For now, since we are just using one cloud, we will leave our clouds.yaml as is.

In the file browser in the Chameleon Jupyter environment, you will see a template clouds.yaml. Use the file browser to open it, and paste in the

      application_credential_id: "REDACTED_UNIQUE_ID"
      application_credential_secret: "REDACTED_SECRET"

lines from the clouds.yaml that you just downloaded from the KVM@TACC GUI (so that it has the “real” credentials in it). Save the file.

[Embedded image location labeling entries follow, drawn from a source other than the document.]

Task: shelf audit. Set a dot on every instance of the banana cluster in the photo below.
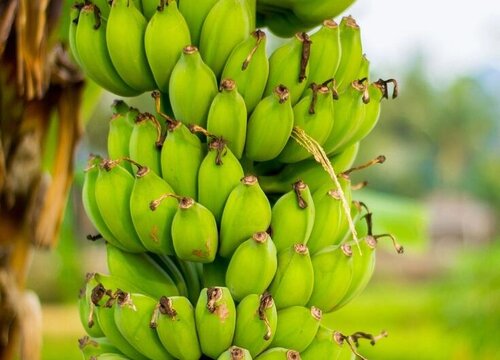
(225, 238)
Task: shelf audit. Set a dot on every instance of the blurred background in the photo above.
(438, 192)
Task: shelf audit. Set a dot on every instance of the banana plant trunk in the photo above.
(40, 93)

Terraform will look for the clouds.yaml in either ` ~/.config/openstack or the directory from which we run terraform` - we will move it to the latter directory:

# runs in Chameleon Jupyter environment
cp clouds.yaml /work/gourmetgram-iac/tf/kvm/clouds.yaml

Install and configure Ansible

Next, we’ll set up Ansible! We will similarly need to get the Ansible client, which we install in the following cell:

# runs in Chameleon Jupyter environment
PYTHONUSERBASE=/work/.local pip install --user ansible-core==2.16.9 ansible==9.8.0

The Ansible client has been installed to: /work/.local/bin. In order to run ansible-playbook commands, we will have to add this directory to our PATH, which tells the system where to look for executable files. We also need to let it know where to find the corresponding Python packages.

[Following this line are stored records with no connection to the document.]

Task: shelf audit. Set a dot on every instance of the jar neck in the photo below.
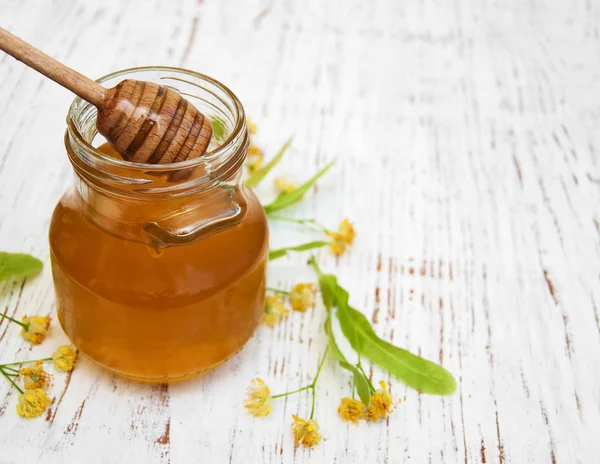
(170, 204)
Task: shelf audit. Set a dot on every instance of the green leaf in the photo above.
(414, 371)
(259, 174)
(287, 199)
(18, 265)
(361, 383)
(275, 254)
(218, 128)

# runs in Chameleon Jupyter environment
export PATH=/work/.local/bin:$PATH
export PYTHONUSERBASE=/work/.local

Let’s make sure we can now run ansible-playbook commands. The following cell should print usage information for the ansible-playbook command, since we run it with --help:

# runs in Chameleon Jupyter environment
ansible-playbook --help

Now, we’ll configure Ansible. The ansible.cfg configuration file modifies the default behavior of the Ansible commands we’re going to run. Open this file using the file browser on the left side.

Our configuration will include:

[defaults]
stdout_callback = yaml
inventory = /work/gourmetgram-iac/ansible/inventory.yaml

The first line is just a matter of preference, and directs the Ansible client to display output from commands in a more structured, readable way. The second line specifies the location of a default inventory file - the list of hosts that Ansible will configure.

It will also include:

[ssh_connection]
ssh_args = -o StrictHostKeyChecking=off -o UserKnownHostsFile=/dev/null -o ForwardAgent=yes -o ProxyCommand="ssh -o StrictHostKeyChecking=no -o UserKnownHostsFile=/dev/null -W %h:%p cc@A.B.C.D"

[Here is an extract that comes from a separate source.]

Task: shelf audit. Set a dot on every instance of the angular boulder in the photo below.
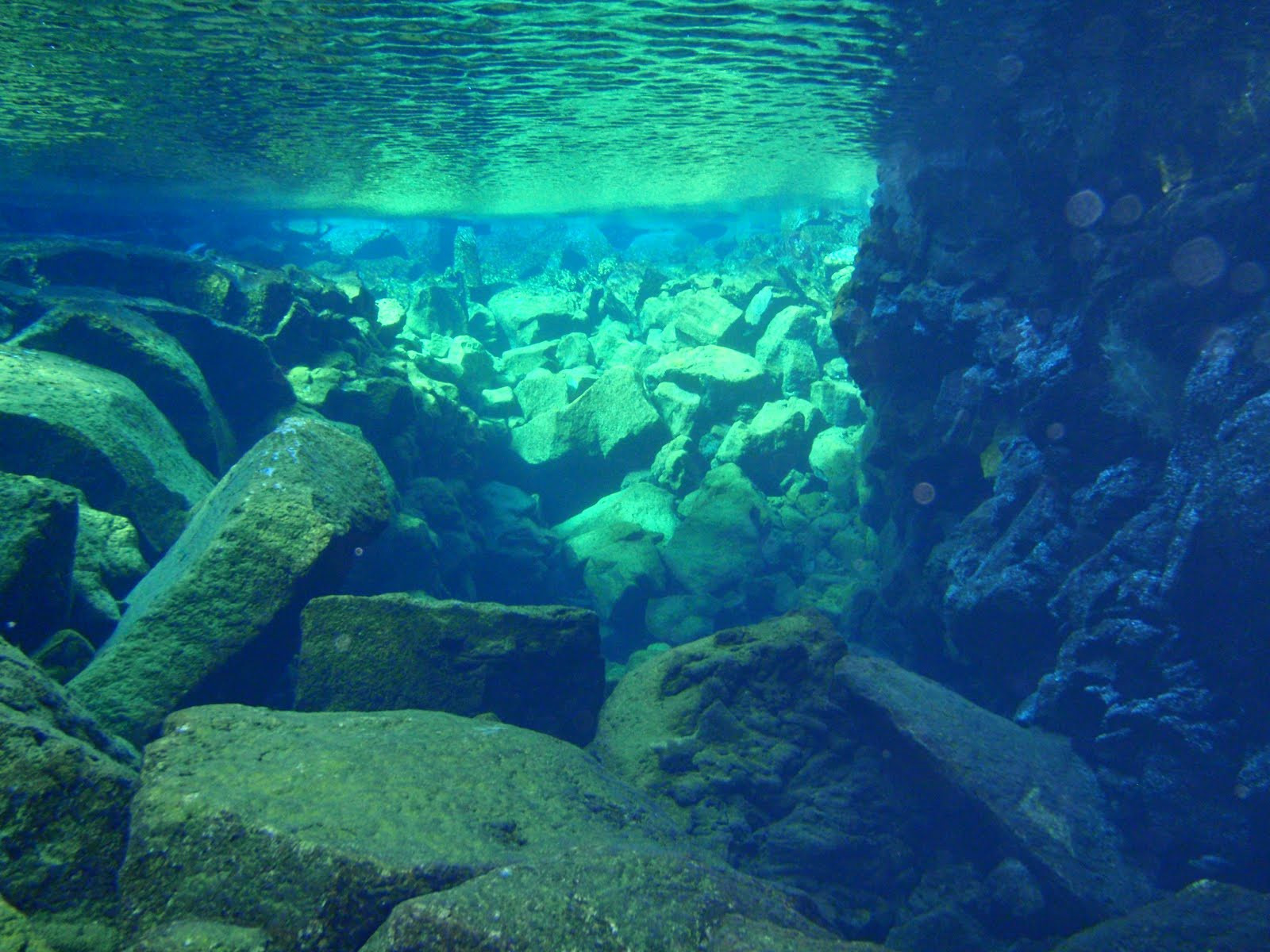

which says that when Ansible uses SSH to connect to the resources it is managing, it should “jump” through A.B.C.D and forward the keys from this environment, through A.B.C.D, to the final destination. (Also, we disable host key checking when using SSH.)

You will need to edit A.B.C.D. after you provision your resources, and replace it with the floating IP assigned to your experiment.

After you have edited the floating IP and saved the ansible.cfg file, you can move it - Ansible will look in either ~/.ansible.cfg or the directory that we run Ansible commands from, we will use the latter:

# runs in Chameleon Jupyter environment
# ONLY AFTER YOU HAVE PROVISIONED RESOURCES AND UPDATED THE CFG
cp ansible.cfg /work/gourmetgram-iac/ansible/ansible.cfg

Configure the PATH

Both Terraform and Ansible executables have been installed to a location that is not the system-wide location for executable files: /work/.local/bin. In order to run terraform or ansible-playbook commands, we will have to add this directory to our PATH, which tells the system where to look for executable files.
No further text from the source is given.